Polly Toynbee really doesn't understand how markets work
We’re told that the only solution to Britain’s housing woes is more social housing. Because, as Polly Toynbee tells us:
The market will never build enough homes, and certainly not enough “affordable” homes, as scarcity drives up prices. Rather than treating housing as something for the market to rectify, the state should start building more social housing. It already owns land aplenty, and doing this would be a double win: it would both help to solve the housing crisis and deflate house prices by introducing more social rent properties on to the market.
It’s entirely true that scarcity drives up prices. But that’s the very thing, higher prices gained for producing a greater supply, which calls forth the new supply which then lowers prices again. The only time this doesn’t happen is when there’s a monopoly supplier. Only a monopolist can, that is, prevent the new supply which brings prices back down again.
We do not have a monopoly housebuilder. Therefore the market, unadorned, would be entirely capable of producing more houses to take advantage of these higher prices. As it did in the 1930s, back the last time we actually had something approaching a free market in house building.
For the problem is that we do have a monopolist in the marketplace, the state. Which decides, and decides alone, who may build what where. If we see results that are akin to those of a monopoly - supply not rising as price does - then we should really be ascribing that result to the monopoly we see within the system.

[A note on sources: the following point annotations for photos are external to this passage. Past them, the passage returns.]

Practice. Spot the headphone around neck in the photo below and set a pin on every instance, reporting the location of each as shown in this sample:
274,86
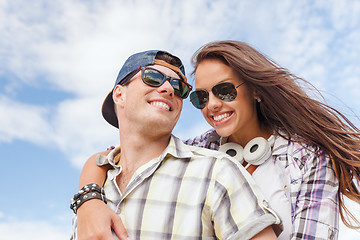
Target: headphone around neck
256,152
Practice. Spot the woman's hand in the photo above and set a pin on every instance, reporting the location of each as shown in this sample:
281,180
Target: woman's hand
95,221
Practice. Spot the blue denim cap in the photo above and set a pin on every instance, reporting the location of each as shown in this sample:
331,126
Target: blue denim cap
133,63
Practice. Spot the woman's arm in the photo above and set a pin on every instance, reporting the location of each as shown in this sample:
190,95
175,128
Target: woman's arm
95,220
92,173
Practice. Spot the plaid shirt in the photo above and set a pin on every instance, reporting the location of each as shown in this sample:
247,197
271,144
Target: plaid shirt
188,193
312,183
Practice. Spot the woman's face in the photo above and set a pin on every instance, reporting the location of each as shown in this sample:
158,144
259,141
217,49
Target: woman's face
237,118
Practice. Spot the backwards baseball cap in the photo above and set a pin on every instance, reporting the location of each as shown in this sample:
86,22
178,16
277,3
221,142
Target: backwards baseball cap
133,63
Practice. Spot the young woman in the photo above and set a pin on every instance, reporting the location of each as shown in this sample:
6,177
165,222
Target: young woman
314,157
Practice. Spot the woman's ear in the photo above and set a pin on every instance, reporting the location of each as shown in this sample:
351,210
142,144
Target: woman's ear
257,96
119,95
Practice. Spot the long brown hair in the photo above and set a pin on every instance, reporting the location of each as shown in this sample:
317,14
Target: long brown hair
287,109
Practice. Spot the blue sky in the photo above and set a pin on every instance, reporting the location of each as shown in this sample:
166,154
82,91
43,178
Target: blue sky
59,58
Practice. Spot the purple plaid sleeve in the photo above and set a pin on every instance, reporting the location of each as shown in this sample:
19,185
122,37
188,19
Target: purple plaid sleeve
315,204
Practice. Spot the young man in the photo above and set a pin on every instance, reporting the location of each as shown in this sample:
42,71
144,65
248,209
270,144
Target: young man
160,187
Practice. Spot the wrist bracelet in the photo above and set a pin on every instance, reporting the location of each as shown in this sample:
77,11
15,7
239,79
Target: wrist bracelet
90,191
85,197
89,188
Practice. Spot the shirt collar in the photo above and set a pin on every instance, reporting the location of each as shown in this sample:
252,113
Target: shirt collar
175,148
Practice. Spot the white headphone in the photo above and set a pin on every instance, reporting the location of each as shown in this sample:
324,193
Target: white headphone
256,152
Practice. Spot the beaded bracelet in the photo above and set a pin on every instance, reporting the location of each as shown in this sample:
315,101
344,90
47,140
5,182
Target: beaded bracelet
89,188
90,191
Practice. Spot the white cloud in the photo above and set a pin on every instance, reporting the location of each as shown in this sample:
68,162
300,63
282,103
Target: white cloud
32,230
23,121
79,47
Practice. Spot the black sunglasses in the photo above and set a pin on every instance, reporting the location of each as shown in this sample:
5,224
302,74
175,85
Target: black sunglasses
225,91
155,78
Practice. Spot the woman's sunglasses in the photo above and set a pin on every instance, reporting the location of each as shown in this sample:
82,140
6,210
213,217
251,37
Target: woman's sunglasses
225,91
155,78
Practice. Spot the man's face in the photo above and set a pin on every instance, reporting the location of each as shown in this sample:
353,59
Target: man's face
153,110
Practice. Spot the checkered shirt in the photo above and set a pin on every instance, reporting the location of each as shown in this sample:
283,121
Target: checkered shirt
188,193
313,186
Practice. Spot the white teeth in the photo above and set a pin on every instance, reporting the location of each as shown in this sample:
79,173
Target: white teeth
161,104
221,117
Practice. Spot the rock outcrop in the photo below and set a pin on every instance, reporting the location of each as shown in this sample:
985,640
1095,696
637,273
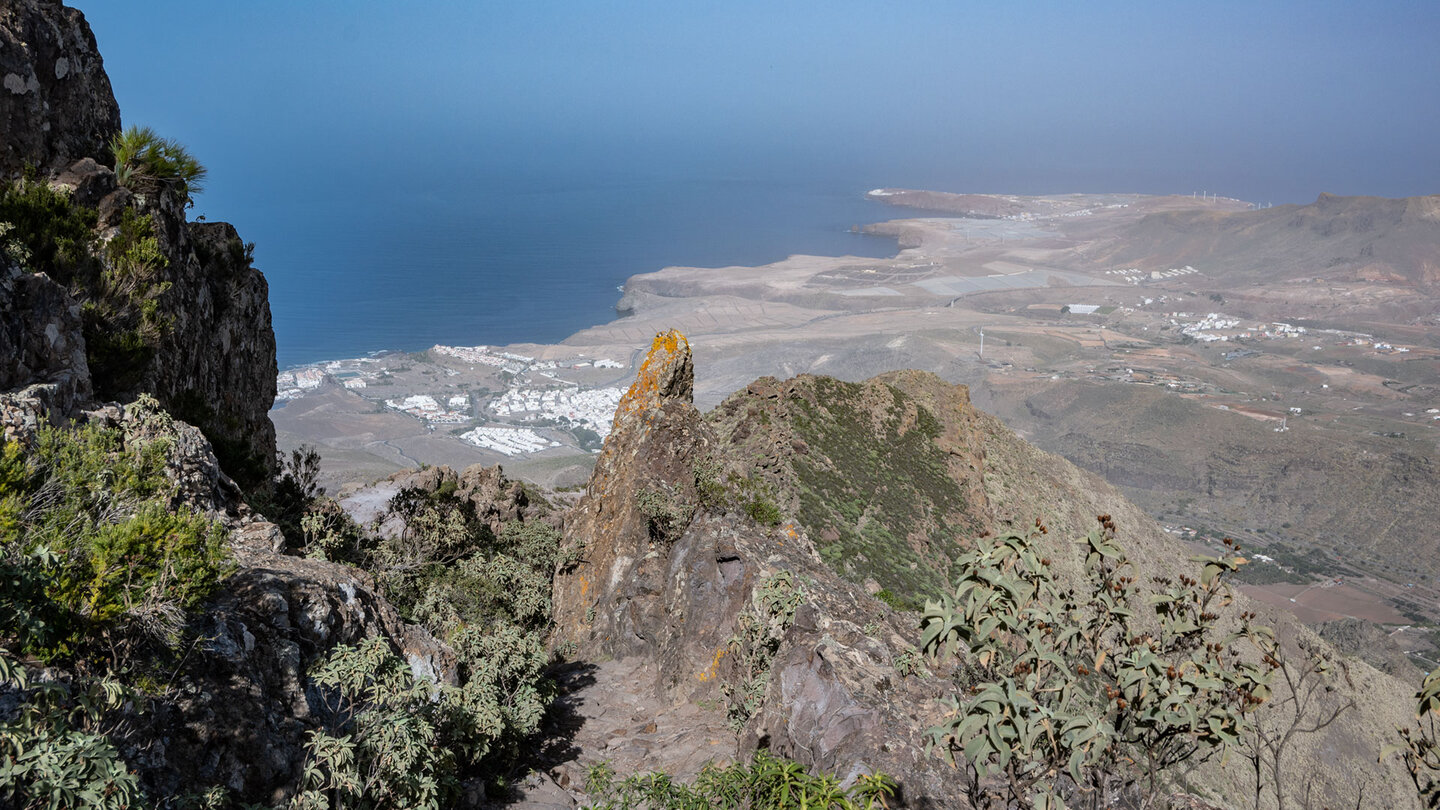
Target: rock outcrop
212,359
56,104
668,578
42,350
239,706
691,603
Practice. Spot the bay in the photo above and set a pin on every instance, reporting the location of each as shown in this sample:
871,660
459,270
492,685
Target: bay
494,263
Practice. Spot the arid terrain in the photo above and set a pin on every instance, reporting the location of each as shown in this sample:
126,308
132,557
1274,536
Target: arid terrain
1262,374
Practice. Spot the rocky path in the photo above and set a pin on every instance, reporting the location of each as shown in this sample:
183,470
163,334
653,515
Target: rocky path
608,712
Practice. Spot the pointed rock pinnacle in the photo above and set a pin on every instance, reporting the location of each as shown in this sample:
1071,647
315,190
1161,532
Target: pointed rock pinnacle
666,375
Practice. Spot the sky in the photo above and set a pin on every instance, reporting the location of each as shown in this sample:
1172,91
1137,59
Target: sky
1262,101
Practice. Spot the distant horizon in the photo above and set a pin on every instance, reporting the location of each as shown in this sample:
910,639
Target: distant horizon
330,123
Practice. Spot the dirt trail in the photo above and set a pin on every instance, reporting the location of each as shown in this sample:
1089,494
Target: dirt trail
608,712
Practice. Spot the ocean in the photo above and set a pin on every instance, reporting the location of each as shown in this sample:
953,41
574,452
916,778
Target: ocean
494,263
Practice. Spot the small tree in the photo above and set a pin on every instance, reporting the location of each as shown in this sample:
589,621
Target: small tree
1080,698
144,162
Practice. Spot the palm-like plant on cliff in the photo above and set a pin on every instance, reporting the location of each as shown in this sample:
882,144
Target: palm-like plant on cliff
146,162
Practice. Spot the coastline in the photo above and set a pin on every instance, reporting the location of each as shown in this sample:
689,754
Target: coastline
843,314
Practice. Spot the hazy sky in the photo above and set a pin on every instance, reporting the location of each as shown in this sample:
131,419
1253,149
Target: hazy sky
1263,101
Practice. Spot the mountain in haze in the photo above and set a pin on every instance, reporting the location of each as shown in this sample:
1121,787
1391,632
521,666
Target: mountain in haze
1334,238
726,584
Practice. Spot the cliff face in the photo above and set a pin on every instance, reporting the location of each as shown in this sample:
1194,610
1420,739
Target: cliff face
210,353
690,593
56,104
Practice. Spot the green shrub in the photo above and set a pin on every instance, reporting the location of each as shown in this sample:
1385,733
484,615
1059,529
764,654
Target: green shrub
382,748
667,515
91,552
755,643
144,162
1077,685
52,753
42,231
1420,745
766,781
763,512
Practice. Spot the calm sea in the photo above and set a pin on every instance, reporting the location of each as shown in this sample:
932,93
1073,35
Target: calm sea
506,263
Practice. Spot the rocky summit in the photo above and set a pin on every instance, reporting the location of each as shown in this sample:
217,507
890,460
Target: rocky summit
818,594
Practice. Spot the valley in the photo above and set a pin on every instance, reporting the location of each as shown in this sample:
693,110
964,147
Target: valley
1263,374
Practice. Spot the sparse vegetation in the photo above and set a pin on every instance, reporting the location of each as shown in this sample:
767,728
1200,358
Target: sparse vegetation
766,781
1080,699
92,558
667,513
756,640
873,477
1420,745
146,163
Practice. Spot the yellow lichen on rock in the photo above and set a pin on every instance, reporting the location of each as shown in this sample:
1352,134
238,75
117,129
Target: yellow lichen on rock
667,374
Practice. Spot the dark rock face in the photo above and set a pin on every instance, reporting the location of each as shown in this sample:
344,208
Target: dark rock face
241,706
833,695
215,366
42,350
56,104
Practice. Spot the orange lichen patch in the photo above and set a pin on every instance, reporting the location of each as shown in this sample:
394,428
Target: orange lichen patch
713,670
664,375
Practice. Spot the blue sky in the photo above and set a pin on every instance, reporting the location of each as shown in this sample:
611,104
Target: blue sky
1253,100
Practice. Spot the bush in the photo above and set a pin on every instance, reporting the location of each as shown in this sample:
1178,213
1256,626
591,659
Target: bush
91,552
42,231
1420,747
756,640
52,753
1082,698
382,745
144,162
768,781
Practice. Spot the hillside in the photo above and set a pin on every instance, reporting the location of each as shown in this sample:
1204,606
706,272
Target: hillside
1335,238
755,600
690,521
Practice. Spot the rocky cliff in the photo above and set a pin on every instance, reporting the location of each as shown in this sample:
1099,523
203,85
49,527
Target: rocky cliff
56,105
193,329
733,562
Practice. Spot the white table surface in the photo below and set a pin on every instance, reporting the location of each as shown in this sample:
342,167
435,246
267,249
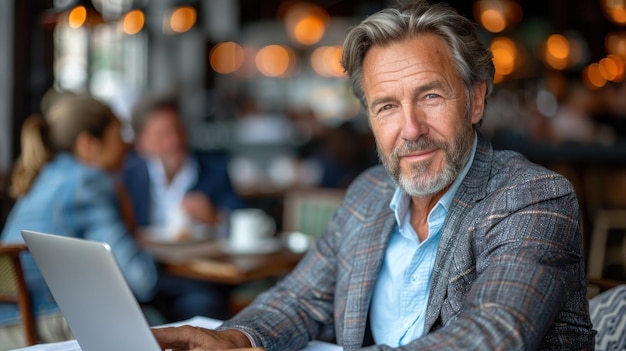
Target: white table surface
203,322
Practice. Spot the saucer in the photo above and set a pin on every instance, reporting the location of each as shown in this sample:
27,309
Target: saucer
265,246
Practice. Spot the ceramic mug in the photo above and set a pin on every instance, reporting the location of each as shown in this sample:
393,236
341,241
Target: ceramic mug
249,227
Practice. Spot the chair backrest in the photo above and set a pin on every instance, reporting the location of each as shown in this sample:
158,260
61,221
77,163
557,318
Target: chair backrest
608,316
13,287
309,210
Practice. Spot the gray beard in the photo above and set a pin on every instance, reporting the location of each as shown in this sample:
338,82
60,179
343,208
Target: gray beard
419,182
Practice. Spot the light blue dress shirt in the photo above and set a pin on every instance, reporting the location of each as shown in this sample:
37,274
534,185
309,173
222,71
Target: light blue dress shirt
401,293
165,196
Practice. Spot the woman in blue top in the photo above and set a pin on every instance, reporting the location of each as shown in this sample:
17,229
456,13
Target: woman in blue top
64,185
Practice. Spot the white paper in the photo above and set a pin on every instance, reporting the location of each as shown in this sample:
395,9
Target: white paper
202,322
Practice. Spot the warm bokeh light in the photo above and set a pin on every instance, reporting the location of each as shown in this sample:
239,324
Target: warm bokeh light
305,23
77,17
326,61
592,76
557,51
182,19
504,53
612,68
497,15
275,60
226,57
615,10
133,22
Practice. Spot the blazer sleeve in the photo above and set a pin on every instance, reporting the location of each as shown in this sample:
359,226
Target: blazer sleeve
528,269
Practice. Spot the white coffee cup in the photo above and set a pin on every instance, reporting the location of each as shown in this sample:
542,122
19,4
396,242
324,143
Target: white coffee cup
249,228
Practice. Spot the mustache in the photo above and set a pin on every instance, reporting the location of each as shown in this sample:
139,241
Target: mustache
411,146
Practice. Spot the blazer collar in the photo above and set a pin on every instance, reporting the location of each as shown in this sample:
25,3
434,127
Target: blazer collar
370,247
472,190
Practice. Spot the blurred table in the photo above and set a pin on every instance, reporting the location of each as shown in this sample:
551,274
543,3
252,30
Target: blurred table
208,260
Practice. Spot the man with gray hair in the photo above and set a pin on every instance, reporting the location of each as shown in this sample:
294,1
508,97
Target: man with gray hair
450,244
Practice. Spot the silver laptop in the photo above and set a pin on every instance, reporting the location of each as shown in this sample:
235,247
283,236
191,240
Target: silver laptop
92,293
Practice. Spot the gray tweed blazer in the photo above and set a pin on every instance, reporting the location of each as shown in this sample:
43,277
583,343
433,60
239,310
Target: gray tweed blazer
509,271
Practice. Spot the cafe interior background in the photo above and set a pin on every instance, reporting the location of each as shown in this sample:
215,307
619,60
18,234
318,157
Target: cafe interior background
261,80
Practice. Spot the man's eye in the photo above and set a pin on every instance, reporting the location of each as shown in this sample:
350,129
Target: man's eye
385,107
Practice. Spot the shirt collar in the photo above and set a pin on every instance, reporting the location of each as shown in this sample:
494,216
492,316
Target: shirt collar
187,175
400,201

Free the market from those planning restrictions and watch housing become more affordable. As Polly does manage to grasp with social housing - more housing would reduce the price of housing. So, all we need to do is remove the monopolistic restrictions upon the housing market and we’re done.
That is, as we’ve pointed out before, abolish the Town and Country Planning Act 1947 and successors. We didn’t have this problem before that Act, we have done since, it is the Act itself causing the problem. The solution to housing is actually to have a free market in its provision.